Dans sa décision, il a estimé que ces éléments ne constituaient « aucune justification convaincante » permettant de refuser un contrôle antidopage.
Les seuls cas où un refus peut être accepté
L’ITIA a également apporté une précision importante concernant la réglementation.
Sa directrice antidopage, Nicole Sapstead, explique que le seuil permettant de justifier un refus est extrêmement élevé.
Parmi les exemples évoqués figurent notamment :
- les funérailles d’un proche ;
- un accouchement imminent.
En dehors de circonstances tout à fait exceptionnelles, un joueur ou une joueuse est donc tenu de se soumettre immédiatement au contrôle.
Les contrôles peuvent avoir lieu à n’importe quel moment
Autre précision apportée par l’ITIA : contrairement à une idée répandue, les joueurs ne peuvent pas être contrôlés uniquement pendant leur créneau quotidien de localisation.
L’agence rappelle que le Code mondial antidopage autorise également des contrôles inopinés en dehors de cette plage horaire, précisément afin de préserver l’effet de surprise et l’efficacité du dispositif.

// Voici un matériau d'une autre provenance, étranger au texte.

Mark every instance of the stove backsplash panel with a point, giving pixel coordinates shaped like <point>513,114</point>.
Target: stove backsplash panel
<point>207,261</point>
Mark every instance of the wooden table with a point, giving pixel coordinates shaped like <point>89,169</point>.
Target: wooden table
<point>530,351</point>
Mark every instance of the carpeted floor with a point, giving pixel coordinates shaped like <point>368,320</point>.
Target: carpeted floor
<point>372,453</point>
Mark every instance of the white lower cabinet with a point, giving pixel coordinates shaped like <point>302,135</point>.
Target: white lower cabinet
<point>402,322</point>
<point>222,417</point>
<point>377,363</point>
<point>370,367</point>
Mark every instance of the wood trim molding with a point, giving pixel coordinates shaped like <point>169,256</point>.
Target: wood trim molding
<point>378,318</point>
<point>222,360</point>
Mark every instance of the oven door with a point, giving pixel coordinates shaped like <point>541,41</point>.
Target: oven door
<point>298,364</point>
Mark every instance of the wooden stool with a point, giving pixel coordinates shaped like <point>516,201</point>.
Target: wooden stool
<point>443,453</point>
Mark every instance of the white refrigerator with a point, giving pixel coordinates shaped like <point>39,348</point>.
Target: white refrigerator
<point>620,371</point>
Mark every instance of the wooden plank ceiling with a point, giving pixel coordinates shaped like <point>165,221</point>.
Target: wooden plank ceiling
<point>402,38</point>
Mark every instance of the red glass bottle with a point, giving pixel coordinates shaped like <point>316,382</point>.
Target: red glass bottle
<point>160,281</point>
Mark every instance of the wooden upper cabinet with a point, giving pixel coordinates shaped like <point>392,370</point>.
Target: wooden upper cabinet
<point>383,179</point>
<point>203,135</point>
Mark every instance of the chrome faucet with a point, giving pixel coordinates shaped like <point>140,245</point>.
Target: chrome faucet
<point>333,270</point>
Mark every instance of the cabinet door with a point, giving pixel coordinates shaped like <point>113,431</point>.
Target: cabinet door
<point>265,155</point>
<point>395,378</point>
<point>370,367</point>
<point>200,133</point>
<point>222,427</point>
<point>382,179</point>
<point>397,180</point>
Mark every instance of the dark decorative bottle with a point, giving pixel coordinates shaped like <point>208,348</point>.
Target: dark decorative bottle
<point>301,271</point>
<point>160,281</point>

Le fait que le contrôle ait eu lieu en soirée ne constitue donc, selon l’ITIA, aucune anomalie.
Vondrousova continue de clamer son innocence
De son côté, Marketa Vondrousova maintient sa version des faits.
La Tchèque rappelle qu’elle n’a jamais été contrôlée positive au cours de sa carrière.
Elle souligne également qu’un contrôle antidopage réalisé trois jours après l’incident s’est révélé entièrement négatif.
Son avocat attend désormais les motivations écrites du tribunal avant de décider s’il convient de saisir le Tribunal arbitral du sport (TAS) afin de contester cette suspension de quatre ans. L’affaire est donc loin d’être terminée.